Attorneys outline restitution costs in Wallow FirePosted: Updated:
FLAGSTAFF, Ariz. (AP) -- Two cousins who started the largest wildfire in Arizona history could be on the hook for $3.5 million in restitution for property damage and other losses.
Caleb and David Malboeuf are on probation following last month's sentencing on charges of building a campfire without clearing flammable material and leaving it unattended. They were camping in eastern Arizona's Apache Sitgreaves National Forest in May 2011 when their campfire spread outside its rings, sparking the Wallow Fire.
The prosecution and defense agreed on more than $3 million in claims for restitution and say other claims totaling nearly $500,000 do not have enough documentation or are questionable, according to a joint motion filed Friday.
The San Carlos Apache Tribe, for example, claimed more than $78,000 for timber and fencing that was destroyed, and for flooding and the loss of permit sales. Information on the specific loss of timber and a written statement on the cost of replacing the fencing would be needed to move the claim forward, according to court documents.
The prosecutor and the Malboeufs' attorneys said they don't believe that losses from flooding could be recovered because they are considered consequential damages. Others outlined losses of cabins and contents, a trailer, and other equipment, and are seeking to be repaid for cleaning up debris.
The Wallow Fire, which burned about 840 square miles in Arizona and parts of western New Mexico before it was contained, cost $79 million to fight. The U.S. Forest Service agreed not to seek repayment through the criminal case but could initiate a civil action.
U.S. Magistrate Mark Aspey in Flagstaff had set Aug. 21 as the cutoff date for claims, after prosecutors reached out to nearly 60 people. Any other claimants would have to show good cause as to why they didn't meet the deadline, he said. The court also precluded claims from two insurance companies.
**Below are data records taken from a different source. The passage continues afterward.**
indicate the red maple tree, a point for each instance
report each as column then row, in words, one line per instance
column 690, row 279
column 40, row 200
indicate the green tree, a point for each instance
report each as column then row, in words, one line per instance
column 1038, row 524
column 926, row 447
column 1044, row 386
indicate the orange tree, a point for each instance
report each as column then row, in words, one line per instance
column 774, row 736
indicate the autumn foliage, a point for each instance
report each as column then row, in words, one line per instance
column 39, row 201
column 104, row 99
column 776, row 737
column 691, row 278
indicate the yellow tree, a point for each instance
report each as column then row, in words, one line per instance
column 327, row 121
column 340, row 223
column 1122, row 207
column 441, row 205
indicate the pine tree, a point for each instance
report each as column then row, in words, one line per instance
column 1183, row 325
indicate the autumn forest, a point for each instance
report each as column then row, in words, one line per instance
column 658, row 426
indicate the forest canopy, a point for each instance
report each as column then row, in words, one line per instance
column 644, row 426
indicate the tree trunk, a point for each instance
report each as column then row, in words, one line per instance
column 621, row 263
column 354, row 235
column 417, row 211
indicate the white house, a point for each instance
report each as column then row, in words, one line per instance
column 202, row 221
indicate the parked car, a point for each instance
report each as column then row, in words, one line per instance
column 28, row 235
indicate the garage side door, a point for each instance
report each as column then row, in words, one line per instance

Figures for two dozen claims were included in Friday's filing. The prosecution previously had estimated property damage at $5 million. The blaze destroyed 32 homes and four rental cabins, and at one point, nearly 10,000 people were forced to evacuate.
Aspey can set a payment schedule that takes into consideration the ability of the Malboeufs to pay and any changes to their financial situations in the future. Assistant U.S. Attorney Patrick Schneider has said that the restitution amount likely won't be satisfied in the men's lifetimes but can be prioritized. Those who are on a fixed income or who didn't have insurance likely would be at the top of the list.
A restitution hearing is set for Oct. 15.